Palynological approaches to Triassic basin analysis: from the North Sea to the Barents Shelf

Introduction

A robust understanding of subsurface geology is essential for both hydrocarbon exploration and CO₂ storage. This presentation highlights CASP’s ongoing research on two significant Triassic stratigraphic successions: the Bunter Sandstone Storage Complex (Bacton and Haisborough groups) in the Southern North Sea and the Sassendalen and Kapp Toscana groups on the southwest Barents Shelf. Each region represents a unique target—CO₂ storage in the Southern North Sea and hydrocarbon exploration on the Barents Shelf—yet both require refined stratigraphic frameworks to support effective resource development. Through these case studies, we illustrate the continued value of palynology, the study of organic-walled microfossils such as fossil pollen and spores, in enhancing understanding of Triassic stratigraphy.

Method

The geological contexts of the Bunter Sandstone storage complex and the Barents Shelf Triassic deposits present distinct challenges for subsurface interpretation, reflecting their differing sedimentary environments and climatic settings. In the Southern North Sea, Triassic deposition occurred primarily in dryland fluvial and lacustrine-palustrine environments (Bachmann et al. 2010; Geluk et al. 2018), which have historically been regarded as unpromising for detailed biostratigraphic studies. However, coeval sequences in Germany and Poland possess well-defined palynological zonations (e.g. Kürschner and Herngreen, 2010). This highlights a significant knowledge gap for the stratigraphy of the Southern North Sea, which currently lacks a formal, published palynozonation —the last substantial study dating back to Geiger and Hopping (1968). To address this knowledge gap, we conducted a detailed analysis of ~500 samples from 14 wells, including a previously unstudied core, that provides a near complete section through the reservoir and seal units. This analysis enabled the establishment of a refined zonal scheme for the Southern North Sea Triassic. By integrating this scheme with wireline logs, we constructed a refined chronostratigraphic framework that enhances age interpretations and significantly improves cross-border stratigraphic correlation between the UK and Dutch sectors.

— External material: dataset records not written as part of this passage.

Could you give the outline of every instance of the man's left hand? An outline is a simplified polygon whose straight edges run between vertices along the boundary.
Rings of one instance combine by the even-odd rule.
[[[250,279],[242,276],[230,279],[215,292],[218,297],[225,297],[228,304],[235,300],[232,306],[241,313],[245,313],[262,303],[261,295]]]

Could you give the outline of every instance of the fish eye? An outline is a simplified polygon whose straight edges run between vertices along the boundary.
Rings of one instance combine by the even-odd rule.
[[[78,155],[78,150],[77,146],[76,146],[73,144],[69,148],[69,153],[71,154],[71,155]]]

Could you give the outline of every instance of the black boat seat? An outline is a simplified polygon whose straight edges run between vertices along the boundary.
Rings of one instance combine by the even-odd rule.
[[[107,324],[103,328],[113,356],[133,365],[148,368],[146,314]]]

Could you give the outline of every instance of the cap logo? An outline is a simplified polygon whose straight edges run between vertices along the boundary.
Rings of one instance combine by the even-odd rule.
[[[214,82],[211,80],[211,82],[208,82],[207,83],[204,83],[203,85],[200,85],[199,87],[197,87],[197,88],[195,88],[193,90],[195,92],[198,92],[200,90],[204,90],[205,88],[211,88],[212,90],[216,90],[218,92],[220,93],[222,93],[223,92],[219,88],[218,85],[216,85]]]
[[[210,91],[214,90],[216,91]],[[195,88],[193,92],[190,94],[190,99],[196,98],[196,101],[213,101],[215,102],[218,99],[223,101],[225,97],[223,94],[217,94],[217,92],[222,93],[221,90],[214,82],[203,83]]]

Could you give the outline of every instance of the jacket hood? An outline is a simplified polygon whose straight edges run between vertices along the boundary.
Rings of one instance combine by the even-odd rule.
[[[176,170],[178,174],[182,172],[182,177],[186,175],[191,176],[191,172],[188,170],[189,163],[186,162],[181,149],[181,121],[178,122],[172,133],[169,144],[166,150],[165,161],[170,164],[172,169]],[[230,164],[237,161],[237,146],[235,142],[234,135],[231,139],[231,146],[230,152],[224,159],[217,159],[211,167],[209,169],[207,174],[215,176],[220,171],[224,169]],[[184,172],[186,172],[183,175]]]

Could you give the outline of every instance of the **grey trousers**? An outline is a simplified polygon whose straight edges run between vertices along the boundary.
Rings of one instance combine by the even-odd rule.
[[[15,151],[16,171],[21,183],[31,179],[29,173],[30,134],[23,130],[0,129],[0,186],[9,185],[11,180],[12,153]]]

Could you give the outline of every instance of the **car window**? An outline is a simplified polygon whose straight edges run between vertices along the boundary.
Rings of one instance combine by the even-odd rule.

In contrast, Triassic successions from the Barents Shelf region and Svalbard predominantly reflect a series of prograding deltas that infilled a shallow intra-cratonic sea, containing proven hydrocarbon reservoir and source intervals (Høy and Lundschien, 2011; Klausen et al. 2015). Previous work by CASP in the region has identified provenance-specific sand types with variable reservoir properties, (Fleming et al., 2016). While detailed biostratigraphic and sequence stratigraphic frameworks exist for the region, they lack sufficient integration. To address this, we synthesised palynological (Vigran et al. 2014; Paterson and Mangerud, 2020) and macrofossil data (Dagys and Weitschat, 1993) with the published sequence stratigraphy (Klausen et al. 2015; Gilmullina et al. 2021), creating a robust chronostratigraphic framework for 42 well and outcrop localities. This framework enabled the evaluation of various sediment input sources and spatio-temporal changes in sand types, contributing to an enhanced understanding of the depositional history and reservoir potential of the Sassendalen and Kapp Toscana groups across this vast frontier region.